• Keneath John Bolisay | IOM South Sudan Reporting Consultant

Twic, South Sudan - In a culture where wealth is measured by the one’s herd and bride price can cost anything between 50 to 70 cows, Mayuen Akut, a 64-year-old farmer describes having to separate with his cattle twice as heartbreaking.

“You see, owning cattle in my community is not only a status symbol but our way of life – they are an asset, a currency, our sustenance, a tradition that is closely linked to our Dinka identities,” says Mayuen. “Cattle keepers from our villages endeavor to reach what I had achieved. Imagine the pain I felt when I got separated from my cattle, not once, but twice. It’s as if the foundations of our family were shattered, my heart smacked into pieces.”

Mayuen did what he says most men his age consider the recipe to success in this fledgling country: own a farmland, buy and raise cattle, get married and start a family.

His first heartbreak happened at the height of the civil war in the 80s when his would-be bride got married to another man, he lost his cattle in a raid. In the intervening years, he would rebuild his life from the ground up and eventually marry in 1991.

However, in April 2022, Mayuen was forced to flee when intercommunal violence erupted in his village of Makuach forcing him to flee with his family on the night of April 2022, leaving behind his farmland, tukul and cattle.

“We left a life of exactly three decades that could not simply be packed in our backpacks.”

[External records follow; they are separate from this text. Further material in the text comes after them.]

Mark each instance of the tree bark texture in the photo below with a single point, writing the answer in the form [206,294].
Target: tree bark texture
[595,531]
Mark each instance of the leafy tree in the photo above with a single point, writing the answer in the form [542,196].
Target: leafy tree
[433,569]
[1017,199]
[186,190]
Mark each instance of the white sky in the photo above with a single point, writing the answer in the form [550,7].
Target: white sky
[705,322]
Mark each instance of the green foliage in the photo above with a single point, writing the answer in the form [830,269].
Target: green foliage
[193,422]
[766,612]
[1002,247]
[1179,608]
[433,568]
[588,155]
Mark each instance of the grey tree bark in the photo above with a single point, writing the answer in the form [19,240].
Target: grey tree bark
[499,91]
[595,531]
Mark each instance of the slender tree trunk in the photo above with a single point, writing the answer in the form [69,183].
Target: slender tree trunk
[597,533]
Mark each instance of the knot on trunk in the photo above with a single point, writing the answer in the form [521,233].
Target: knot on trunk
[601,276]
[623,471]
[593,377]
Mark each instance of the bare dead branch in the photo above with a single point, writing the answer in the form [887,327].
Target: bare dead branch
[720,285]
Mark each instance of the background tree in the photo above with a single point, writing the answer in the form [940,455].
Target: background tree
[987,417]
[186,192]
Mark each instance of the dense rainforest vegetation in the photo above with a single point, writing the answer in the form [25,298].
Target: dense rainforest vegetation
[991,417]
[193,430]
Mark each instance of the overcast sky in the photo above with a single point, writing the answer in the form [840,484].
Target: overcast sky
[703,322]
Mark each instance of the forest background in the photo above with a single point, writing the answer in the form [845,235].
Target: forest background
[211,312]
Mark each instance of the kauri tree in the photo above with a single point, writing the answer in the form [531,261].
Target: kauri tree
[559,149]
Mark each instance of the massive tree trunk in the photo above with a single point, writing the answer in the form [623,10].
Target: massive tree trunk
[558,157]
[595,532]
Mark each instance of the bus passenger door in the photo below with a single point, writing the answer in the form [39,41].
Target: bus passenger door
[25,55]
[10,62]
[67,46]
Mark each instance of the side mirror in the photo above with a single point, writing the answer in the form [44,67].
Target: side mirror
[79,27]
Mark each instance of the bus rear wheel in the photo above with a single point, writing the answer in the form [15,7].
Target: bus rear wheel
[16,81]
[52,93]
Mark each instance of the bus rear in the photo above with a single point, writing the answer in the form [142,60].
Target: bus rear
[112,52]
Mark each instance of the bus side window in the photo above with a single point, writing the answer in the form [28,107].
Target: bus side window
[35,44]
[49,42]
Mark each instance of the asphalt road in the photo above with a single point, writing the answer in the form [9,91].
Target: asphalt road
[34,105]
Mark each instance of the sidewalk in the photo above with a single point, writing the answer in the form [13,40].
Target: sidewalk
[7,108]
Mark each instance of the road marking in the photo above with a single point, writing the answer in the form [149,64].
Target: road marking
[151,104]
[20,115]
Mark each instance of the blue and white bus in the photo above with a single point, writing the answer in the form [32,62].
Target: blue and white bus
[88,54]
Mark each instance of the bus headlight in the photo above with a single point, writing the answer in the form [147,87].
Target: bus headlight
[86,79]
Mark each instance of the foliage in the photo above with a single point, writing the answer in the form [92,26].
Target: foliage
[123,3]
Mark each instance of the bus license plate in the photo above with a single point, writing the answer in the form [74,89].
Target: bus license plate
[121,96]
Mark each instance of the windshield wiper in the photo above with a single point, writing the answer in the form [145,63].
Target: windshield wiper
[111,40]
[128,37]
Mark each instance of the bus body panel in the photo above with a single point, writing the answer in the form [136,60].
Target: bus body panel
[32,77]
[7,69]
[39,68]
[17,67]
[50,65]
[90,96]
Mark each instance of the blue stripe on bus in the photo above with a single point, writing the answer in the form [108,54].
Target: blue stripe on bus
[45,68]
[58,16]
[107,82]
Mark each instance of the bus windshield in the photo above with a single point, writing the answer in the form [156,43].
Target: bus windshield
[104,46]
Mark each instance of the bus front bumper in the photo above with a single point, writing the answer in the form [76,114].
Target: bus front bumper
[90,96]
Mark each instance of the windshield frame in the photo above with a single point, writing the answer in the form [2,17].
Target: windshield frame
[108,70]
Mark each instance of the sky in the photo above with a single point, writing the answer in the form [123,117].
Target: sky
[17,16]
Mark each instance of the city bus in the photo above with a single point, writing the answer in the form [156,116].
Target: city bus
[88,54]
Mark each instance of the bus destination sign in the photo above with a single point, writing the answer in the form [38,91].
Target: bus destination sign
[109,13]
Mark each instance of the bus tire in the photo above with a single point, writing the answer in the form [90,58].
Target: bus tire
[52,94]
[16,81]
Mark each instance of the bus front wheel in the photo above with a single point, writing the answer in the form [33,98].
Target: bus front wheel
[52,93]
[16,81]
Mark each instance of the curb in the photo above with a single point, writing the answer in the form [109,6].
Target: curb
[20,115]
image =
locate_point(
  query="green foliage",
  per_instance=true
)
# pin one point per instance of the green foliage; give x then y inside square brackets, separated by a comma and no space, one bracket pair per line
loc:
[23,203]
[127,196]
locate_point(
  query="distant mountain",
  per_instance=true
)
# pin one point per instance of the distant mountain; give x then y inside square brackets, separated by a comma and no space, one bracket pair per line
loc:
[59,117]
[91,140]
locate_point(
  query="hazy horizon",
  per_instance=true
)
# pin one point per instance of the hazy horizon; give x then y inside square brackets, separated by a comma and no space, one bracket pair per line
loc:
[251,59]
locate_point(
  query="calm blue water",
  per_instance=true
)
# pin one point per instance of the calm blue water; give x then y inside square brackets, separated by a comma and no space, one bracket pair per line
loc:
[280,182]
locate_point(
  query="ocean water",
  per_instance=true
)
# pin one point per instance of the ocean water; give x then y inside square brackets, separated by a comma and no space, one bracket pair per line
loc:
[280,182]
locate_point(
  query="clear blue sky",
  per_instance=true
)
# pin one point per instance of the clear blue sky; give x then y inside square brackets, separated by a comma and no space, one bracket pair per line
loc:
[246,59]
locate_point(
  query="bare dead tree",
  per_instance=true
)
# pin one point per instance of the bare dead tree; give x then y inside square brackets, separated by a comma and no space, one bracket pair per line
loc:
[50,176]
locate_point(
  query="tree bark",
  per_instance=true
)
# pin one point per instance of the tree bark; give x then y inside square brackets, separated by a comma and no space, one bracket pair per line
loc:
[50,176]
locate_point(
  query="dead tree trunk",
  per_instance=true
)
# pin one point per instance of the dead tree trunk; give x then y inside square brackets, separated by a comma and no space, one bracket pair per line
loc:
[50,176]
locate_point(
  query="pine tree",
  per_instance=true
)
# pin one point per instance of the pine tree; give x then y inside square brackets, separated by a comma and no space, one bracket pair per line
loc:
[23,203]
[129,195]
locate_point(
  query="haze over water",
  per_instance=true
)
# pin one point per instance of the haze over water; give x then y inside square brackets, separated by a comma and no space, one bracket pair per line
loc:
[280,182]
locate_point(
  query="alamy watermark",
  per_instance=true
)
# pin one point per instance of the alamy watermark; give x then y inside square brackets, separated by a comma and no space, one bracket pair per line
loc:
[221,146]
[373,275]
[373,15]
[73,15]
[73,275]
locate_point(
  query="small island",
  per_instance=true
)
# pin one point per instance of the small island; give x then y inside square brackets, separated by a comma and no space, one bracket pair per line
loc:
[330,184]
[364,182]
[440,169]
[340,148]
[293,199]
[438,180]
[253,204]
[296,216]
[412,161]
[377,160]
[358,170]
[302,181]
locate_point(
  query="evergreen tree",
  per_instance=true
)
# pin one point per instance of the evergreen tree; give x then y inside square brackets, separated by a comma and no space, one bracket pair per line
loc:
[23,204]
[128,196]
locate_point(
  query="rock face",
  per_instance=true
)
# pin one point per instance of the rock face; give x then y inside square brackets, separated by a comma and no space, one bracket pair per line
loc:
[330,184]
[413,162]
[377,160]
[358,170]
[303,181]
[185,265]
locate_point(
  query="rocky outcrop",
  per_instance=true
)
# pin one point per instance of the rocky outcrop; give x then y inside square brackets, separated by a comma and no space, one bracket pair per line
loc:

The father of six now finds himself in a site for internally displaced people (IDPs) in Nyindeng Ayuel, sharing the tiny temporary shelter with some of his kids and wife. A far cry from what used to be a relatively comfortable life back in Makuach.

Mayuen uses his earnings from the cash-for-work activity to buy goods from local wholesale merchants and resell them in the IDP site. IOM2023/ BOLISAY Keneath John

“The current situation we find ourselves in is heartbreaking but there is nothing we can do but persevere. We can only make-do with what is available and given to us here,” said Mayuen.

On arriving at the camp, they received emergency shelter from the International Organization for Migration’s (IOM) and were enlisted in cash-for-work programme by IOM’s camp coordination and camp management (CCCM) teams deployed to carry out rapid needs assessment for newly arriving IDPs. IOM has so far launched community based CCCM mobile response in six displacement sites across Twic.

“Having access to accurate and timely information at the onset of acute displacement was critical to informing IOM CCCM’s roving response modality. In this case, amongst other priorities, providing short-term alternative livelihood opportunities while maintaining the site’s sanitation environment were identified as key,” IOM CCCM Programme Coordinator, Francois Guillaume Jaeck, said.

In the days that followed, Mayuen started working inside the camp to raise income to sustain his family in the new environment.  He assisted with digging and opening drainages in the camp for which he received a daily stipend of $5 from IOM. With the little money, Mayuen buys different products which he resells for profit, something he regards as a worthwhile investment. Through this, he has managed to cover his children's educational expenses and household needs.

“I am glad the financial support we are getting gives us liberty to spend or invest it in whatever enterprise we want as opposed to a fixed material support.”

IOM’s mobile or roving response has reached nearly 75,000 IDPs across five counties with community-led activities since 2022.

Cash-based intervention is an effective life-saving tool that provides short-term employment measures for vulnerable target groups to meet their immediate needs.

Mayuen shows the fishing net he bought from local merchants to an IOM CCCM staff. IOM2023/ BOLISAY Keneath John

Mayuen is not only helping to rehabilitate community infrastructure but also enhancing his skills from the training he receives from IOM. The stipend he gets from his work also goes into improving the local economy.

“I am aware that the financial support won’t be for long and so I am venturing into a small business to help us prepare.”

Mayuen says he would love to return home and spend his twilight years looking after his cattle, but he fears for his family’s safety.

“If returning home is not possible, I would love to bring and move my family in another part of this community where we can continue raising our children and cattle.”

The Multi-sectoral response to increase CCCM, Shelter, Non-food Items and WASH needs of the most vulnerable populations affected by increased violence, natural disasters and food insecurity in Warrap, Jonglei, Unity and Western Equatoria states is supported by South Sudan Humanitarian Fund (SSHF), European Civil Protection and Humanitarian Aid Operations (ECHO) and USAID’s Bureau for Humanitarian Assistance (BHA).